Tamara Vineberg - 25 September 2020

Brandy Stauffer finds time to enjoy nature while balancing her life as an emergency room physician and clinical lecturer.


Brandy Stauffer understands the demands that pediatric residents face. During her residency, she balanced learning clinical skills with hitting the books to study. Now that she is a clinical lecturer in both the Department of Pediatrics and the Department of Emergency Medicine, Stauffer often buys meals for her time-strapped residents at the beginning of her teaching sessions. While they are eating, she allows them to sit and unwind before delving into the content.

“As much as we'd love to say that we're great at wellness in medicine, we're terrible at maintaining balance and I see a lot of my residents very tired. You can tell that they're burning the candle at both ends. The last thing anybody needs is to show up, be hungry, tired, and then have me expecting them to learn and to engage,” says Stauffer on why she takes this extra step.

She hails from a family history of teaching. Her father and grandmother were teachers and she benefited from great teachers in her life. Stauffer was drawn to training residents because she enjoys seeing their progress. “I love watching how they figure things out along the way. In the first year, they're nervous when a big resuscitation arrives. By the end of their training, they just walk in with confidence and can do anything,” she says.

Stauffer’s passion is medical education. She completed her post-secondary studies at the University of Alberta three years ago and has already received the department’s Teaching Award by Subspecialty Pediatric Residents early in her career. She’s dedicated herself to improving the curriculum for pediatric emergency medicine and continuing to mentor her residents after they have moved to the next stage of their learning.

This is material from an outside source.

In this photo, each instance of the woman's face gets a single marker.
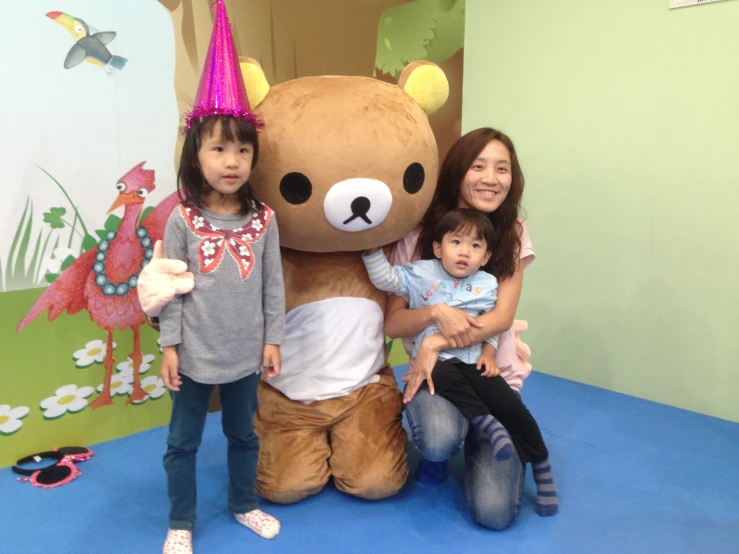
(488, 181)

During her training in adult emergency medicine, she noticed there were many lectures on pediatrics but there was no curriculum road map. She also heard from other residents that there was not enough pediatric training. Once she completed her fellowship in pediatric emergency medicine and her master’s in health sciences education, she was approached to develop the pediatric aspects for adult emergency medicine. “I was excited about it because I love curriculum development. That's what I enjoyed most about my master’s. I had this extra training from pediatrics and I thought this is a great way for me to use this and give something back to the program,” says Stauffer.

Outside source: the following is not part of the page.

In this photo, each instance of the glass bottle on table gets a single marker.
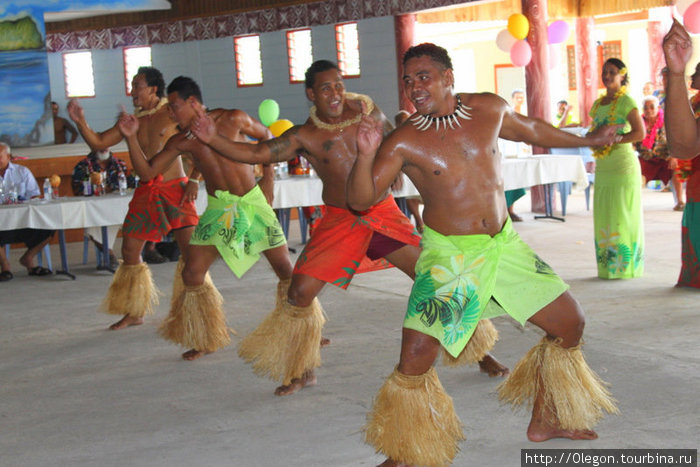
(48, 190)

Developing a curriculum and supporting her residents go hand in hand because Stauffer wants them to succeed. “I love my learners. They're fantastic, interesting people, and I like to know how they're progressing along the way. I want to see how they're doing over the next few years as well because I expect great things from them. There are some very smart minds out there,” she says.

Currently, Stauffer balances her time between shifts in adult and pediatric emergency medicine, working on curriculum, and teaching on the side. In the future, she sees medical education taking up more and more of her time. In the meantime, receiving the teaching award has confirmed that she is on the right track. “I put in a lot of hours towards the curriculum and teaching. My hope is that I'm making some differences in my learners’ education. I got teary-eyed and was tickled pink with the department award nomination and was extra surprised when I received it.”